The RFProtocol file defines the structure for the messages, and the msgen.py script converts this format into the Python and C++ code. To generate the C++ and Python code:
$ cd rflib/ipc; python ./msgen.py RFProtocol
MessageName
Type FieldName
Type FieldName2
...
MessageName2
...
- bool
- string
- i8 - 8-bit integer
- i32 - 32-bit integer
- i64 - 64-bit integer
- mac - 48-bit MAC address
- ip - IPv4 or IPv6 address
- match - RouteFlow match structure
- action - RouteFlow action structure
- option - RouteFlow option structure
- match[] - Array of matches
- action[] - Array of actions
- option[] - Array of options
Matches, Actions and Options are examples of TLV structures with associated types.

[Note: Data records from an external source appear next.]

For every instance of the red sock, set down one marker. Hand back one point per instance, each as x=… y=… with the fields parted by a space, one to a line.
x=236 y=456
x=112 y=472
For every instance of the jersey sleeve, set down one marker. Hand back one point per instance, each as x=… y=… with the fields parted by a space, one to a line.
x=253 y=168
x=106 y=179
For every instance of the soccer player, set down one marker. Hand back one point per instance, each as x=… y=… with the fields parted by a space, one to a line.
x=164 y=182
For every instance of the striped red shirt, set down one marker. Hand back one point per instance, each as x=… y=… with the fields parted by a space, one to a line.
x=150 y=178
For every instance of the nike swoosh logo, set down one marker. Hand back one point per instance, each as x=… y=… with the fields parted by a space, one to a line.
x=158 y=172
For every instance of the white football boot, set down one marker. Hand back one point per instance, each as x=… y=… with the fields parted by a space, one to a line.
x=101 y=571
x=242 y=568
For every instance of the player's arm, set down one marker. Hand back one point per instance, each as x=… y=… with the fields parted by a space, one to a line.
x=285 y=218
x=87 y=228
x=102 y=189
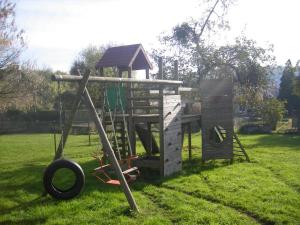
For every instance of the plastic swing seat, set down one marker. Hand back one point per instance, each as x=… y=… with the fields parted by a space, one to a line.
x=113 y=182
x=130 y=174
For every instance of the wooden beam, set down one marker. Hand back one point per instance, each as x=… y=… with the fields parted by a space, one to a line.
x=74 y=78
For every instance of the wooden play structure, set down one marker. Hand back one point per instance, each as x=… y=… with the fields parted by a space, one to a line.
x=152 y=110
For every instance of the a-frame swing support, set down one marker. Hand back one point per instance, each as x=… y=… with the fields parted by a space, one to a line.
x=83 y=92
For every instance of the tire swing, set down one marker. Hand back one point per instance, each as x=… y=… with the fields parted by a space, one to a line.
x=63 y=193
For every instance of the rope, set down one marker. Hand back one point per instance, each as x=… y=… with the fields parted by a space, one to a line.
x=61 y=126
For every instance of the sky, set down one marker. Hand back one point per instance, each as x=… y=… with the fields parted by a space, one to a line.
x=57 y=30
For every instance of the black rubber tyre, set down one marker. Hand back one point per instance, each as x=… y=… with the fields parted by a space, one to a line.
x=56 y=192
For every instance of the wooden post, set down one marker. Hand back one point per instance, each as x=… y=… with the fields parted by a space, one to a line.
x=101 y=72
x=131 y=129
x=161 y=117
x=190 y=140
x=108 y=149
x=120 y=72
x=176 y=76
x=68 y=123
x=89 y=132
x=148 y=111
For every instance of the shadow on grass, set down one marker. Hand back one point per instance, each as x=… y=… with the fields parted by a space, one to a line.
x=277 y=140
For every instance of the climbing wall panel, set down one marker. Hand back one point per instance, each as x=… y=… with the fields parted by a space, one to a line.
x=217 y=119
x=171 y=160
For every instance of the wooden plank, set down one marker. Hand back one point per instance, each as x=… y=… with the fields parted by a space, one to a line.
x=75 y=78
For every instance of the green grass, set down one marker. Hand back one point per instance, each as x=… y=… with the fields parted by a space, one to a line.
x=265 y=191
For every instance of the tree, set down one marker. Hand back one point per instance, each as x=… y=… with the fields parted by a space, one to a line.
x=190 y=43
x=287 y=87
x=16 y=79
x=296 y=89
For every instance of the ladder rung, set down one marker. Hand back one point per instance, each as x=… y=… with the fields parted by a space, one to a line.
x=145 y=98
x=130 y=170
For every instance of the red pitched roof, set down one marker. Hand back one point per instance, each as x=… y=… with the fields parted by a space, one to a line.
x=125 y=56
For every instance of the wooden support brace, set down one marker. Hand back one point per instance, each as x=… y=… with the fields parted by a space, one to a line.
x=108 y=149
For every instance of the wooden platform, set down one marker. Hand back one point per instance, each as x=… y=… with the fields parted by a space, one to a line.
x=154 y=118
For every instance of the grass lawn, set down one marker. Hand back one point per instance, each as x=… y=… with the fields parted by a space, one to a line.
x=265 y=191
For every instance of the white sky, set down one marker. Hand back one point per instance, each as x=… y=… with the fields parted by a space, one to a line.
x=56 y=30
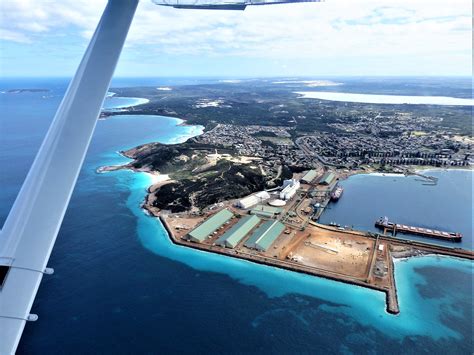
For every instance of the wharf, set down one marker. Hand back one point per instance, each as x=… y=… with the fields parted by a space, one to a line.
x=365 y=281
x=386 y=225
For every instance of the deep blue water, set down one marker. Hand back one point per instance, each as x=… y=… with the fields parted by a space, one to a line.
x=120 y=286
x=408 y=200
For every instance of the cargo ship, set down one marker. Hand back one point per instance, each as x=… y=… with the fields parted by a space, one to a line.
x=386 y=225
x=337 y=193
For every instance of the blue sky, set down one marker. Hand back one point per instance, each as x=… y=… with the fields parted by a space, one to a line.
x=337 y=37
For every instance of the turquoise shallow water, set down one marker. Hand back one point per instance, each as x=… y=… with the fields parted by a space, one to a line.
x=418 y=316
x=121 y=287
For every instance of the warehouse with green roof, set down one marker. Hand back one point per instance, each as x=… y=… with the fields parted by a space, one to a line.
x=265 y=235
x=327 y=178
x=236 y=233
x=309 y=176
x=209 y=226
x=266 y=211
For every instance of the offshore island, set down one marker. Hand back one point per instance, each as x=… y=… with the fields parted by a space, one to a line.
x=254 y=185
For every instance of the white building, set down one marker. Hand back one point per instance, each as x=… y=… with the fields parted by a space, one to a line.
x=252 y=200
x=289 y=189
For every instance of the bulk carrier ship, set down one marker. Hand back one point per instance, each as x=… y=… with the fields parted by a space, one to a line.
x=337 y=193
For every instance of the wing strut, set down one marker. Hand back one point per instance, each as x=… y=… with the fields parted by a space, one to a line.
x=31 y=228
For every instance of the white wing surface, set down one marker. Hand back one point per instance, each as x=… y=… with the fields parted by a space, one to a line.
x=31 y=228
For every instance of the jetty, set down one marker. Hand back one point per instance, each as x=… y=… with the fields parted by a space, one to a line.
x=394 y=228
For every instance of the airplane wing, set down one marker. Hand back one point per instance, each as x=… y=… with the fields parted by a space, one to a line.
x=30 y=230
x=222 y=4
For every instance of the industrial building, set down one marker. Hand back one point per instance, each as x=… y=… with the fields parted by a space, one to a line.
x=265 y=235
x=289 y=189
x=309 y=177
x=327 y=178
x=266 y=211
x=236 y=233
x=252 y=200
x=209 y=226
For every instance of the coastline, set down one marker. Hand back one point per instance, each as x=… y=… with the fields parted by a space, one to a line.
x=158 y=180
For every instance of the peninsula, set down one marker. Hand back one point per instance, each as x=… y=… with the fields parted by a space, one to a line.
x=254 y=185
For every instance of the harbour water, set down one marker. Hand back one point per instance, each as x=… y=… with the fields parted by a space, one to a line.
x=121 y=286
x=408 y=200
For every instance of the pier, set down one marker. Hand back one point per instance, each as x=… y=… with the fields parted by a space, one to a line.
x=394 y=228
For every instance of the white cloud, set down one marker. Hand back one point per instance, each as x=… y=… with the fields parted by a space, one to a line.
x=323 y=30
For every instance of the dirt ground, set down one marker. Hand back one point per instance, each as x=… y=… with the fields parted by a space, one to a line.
x=337 y=252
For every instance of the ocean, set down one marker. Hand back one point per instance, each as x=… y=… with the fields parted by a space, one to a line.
x=120 y=286
x=408 y=200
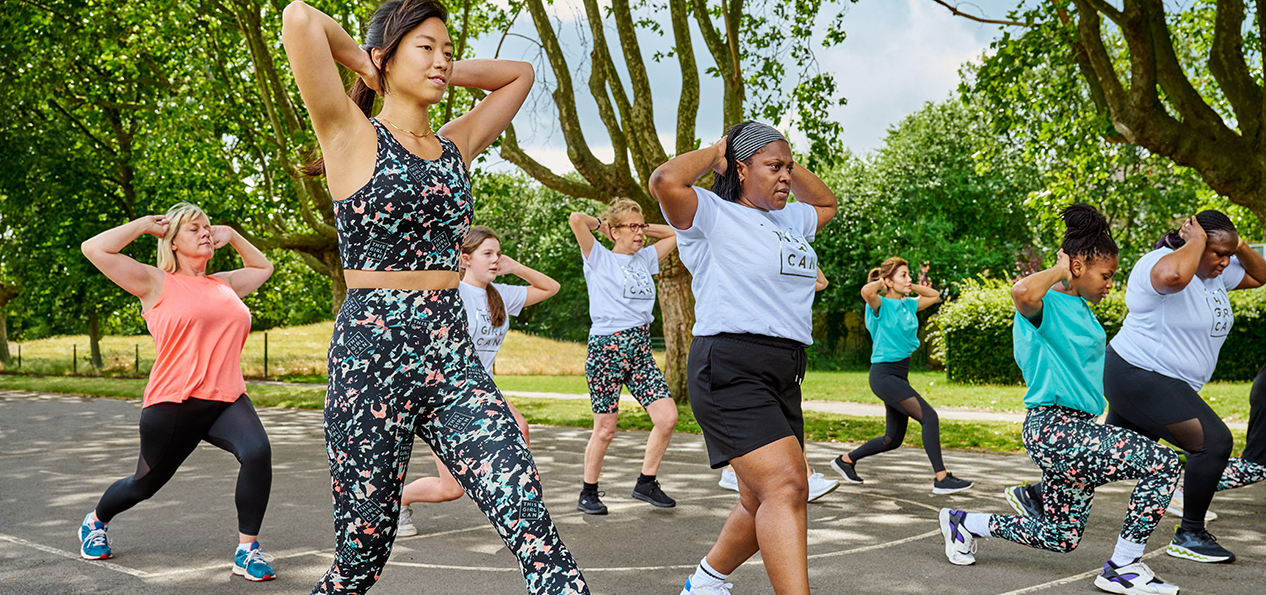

RouteMod is a special kind of message that is meant to abstract away OpenFlow protocol specifics, and provide a higher-level interface for configuring flow tables. Below is the structure:
RouteMod
i8 mod
i64 id
match[] matches
action[] actions
option[] options
-
mod
is RMT_ADD, RMT_MODIFY or RMT_DELETE, to add, change or remove flow table entries. -
id
is the ID of the destination switch. -
matches
is a list of TLVs to describe what to match on for this entry, eg IPv4 or IPv6 address, transport port, etc. -
actions
is a list of TLVs describing actions to undertake. The most common are to rewrite ethernet addresses or output. -
options
is a list of TLVs describing additional parameters. Currently, this includes the priority, timeouts and controller ID.
TLVs consist of a type, a length and a value. The type is 8-bit, with the highest (MSB) bit indicating whether the TLV is allowed to be ignored. Values <= 127 must be enacted, else the entire message must be ignored. Values >=128 indicate that the TLV may be ignored and the rest of the message carried out. Optional values should also be logged by RFProxy if they are ignored.